- Members of the tech community were concerned about a provision in the Senate’s tax bill that would’ve taxed stock options as soon as they vested.
- Many thought the tax bill as written would harm the growth of tech startups in the US.
- In a win for tech startups and VCs, the Senate removed the provision from the latest version of the bill on Tuesday night.
Senate Republicans have removed a controversial portion of their tax reform bill Tuesday that would’ve taxed stock options and restricted stock units (RSUs) as soon as they vested, instead of when they are exercised.
The proposal caused an uproar earlier this week among tech VCs and entrepreneurs, who said it would stifle the creation of startups that often rely on stock options to attract talent. The proposal would’ve forced employees to pay taxes on the stock even if they never cashed it in. That would mean employers would likely try to attract talent with just salaries, meaning employees wouldn’t have the opportunity to enjoy the wealth created by startups. Today, employees only pay taxes on vested stock options after the options have been exercised.

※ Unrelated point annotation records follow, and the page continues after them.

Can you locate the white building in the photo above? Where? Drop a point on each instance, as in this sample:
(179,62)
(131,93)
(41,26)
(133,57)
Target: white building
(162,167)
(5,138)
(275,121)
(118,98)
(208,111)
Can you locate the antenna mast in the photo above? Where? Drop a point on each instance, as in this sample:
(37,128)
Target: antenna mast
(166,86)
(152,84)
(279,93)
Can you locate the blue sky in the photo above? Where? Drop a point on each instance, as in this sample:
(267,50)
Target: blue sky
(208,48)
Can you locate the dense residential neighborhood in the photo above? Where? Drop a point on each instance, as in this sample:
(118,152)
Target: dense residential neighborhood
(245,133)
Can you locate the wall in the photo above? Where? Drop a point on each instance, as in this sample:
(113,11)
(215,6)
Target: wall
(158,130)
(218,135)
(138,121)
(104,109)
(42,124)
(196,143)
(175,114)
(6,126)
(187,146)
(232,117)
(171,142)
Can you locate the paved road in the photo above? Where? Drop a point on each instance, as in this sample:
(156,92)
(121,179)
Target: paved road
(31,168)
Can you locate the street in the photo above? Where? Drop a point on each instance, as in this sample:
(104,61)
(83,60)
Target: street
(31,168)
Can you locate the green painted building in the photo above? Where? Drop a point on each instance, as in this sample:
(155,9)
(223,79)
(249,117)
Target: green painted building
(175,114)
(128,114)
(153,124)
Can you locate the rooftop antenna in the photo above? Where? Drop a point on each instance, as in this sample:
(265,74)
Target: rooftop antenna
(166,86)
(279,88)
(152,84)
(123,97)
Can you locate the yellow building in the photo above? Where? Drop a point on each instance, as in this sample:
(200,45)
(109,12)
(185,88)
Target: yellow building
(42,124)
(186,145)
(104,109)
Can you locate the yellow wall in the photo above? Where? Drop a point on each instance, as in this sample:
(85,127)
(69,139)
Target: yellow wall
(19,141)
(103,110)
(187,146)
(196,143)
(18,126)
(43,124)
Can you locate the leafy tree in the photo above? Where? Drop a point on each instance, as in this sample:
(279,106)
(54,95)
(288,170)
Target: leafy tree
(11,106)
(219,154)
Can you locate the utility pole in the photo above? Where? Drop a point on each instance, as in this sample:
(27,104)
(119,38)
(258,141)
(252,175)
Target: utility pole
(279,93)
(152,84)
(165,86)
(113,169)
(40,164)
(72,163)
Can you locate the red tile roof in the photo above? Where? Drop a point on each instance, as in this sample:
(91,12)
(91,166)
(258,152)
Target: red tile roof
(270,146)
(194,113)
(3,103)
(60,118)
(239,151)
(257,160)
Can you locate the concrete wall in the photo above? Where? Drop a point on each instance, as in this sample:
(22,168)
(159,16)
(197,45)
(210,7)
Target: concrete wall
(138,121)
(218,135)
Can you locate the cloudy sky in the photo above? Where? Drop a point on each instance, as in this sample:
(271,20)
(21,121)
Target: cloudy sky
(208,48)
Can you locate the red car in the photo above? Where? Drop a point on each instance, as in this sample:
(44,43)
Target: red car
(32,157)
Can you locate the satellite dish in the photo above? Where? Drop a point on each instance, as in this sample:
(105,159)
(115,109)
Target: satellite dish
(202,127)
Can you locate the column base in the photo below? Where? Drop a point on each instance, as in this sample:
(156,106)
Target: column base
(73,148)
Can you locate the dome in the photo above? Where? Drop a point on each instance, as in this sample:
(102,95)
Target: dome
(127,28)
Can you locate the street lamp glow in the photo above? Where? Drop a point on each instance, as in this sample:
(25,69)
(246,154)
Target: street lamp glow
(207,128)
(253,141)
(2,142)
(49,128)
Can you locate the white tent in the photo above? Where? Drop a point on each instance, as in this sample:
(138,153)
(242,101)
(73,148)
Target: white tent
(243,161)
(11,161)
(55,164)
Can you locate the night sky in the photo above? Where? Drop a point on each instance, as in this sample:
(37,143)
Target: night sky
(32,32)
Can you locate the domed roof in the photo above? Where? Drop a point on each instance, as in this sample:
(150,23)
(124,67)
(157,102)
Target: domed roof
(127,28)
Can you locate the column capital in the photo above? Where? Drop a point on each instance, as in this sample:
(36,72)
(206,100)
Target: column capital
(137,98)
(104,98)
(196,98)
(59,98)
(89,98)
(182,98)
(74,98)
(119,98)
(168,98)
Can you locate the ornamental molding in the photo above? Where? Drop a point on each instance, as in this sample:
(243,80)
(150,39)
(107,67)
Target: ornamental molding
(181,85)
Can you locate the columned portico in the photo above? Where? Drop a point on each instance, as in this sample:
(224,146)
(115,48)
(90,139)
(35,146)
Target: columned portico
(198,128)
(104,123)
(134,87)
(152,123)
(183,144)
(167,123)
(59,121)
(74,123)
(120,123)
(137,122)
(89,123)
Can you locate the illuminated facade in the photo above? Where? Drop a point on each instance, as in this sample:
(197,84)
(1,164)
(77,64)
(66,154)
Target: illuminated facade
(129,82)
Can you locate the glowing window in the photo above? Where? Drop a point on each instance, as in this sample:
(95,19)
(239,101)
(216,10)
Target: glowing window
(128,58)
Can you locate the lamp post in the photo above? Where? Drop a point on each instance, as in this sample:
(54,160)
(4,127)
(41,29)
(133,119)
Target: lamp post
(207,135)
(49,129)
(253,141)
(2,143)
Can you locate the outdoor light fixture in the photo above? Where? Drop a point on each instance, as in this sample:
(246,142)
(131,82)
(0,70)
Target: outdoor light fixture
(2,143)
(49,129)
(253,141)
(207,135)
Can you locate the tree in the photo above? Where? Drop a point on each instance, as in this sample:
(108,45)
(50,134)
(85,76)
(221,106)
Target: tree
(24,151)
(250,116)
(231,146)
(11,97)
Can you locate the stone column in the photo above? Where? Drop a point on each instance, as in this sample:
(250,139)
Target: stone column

Fred Wilson, a partner at Union Square Ventures, wrote on his blog Monday that the proposal would have “profound implications for those who work in tech companies and equally profound implications for the competitiveness of the US tech sector.”
Wilson encouraged members of the tech community to pressure Senators to take the provision out.
It looks like Wilson’s wish came true. The latest version of the Senate’s tax bill, which was released Tuesday night, now says the “nonqualified deferred compensation” portion of the bill, which caused the uproar, has been stripped out.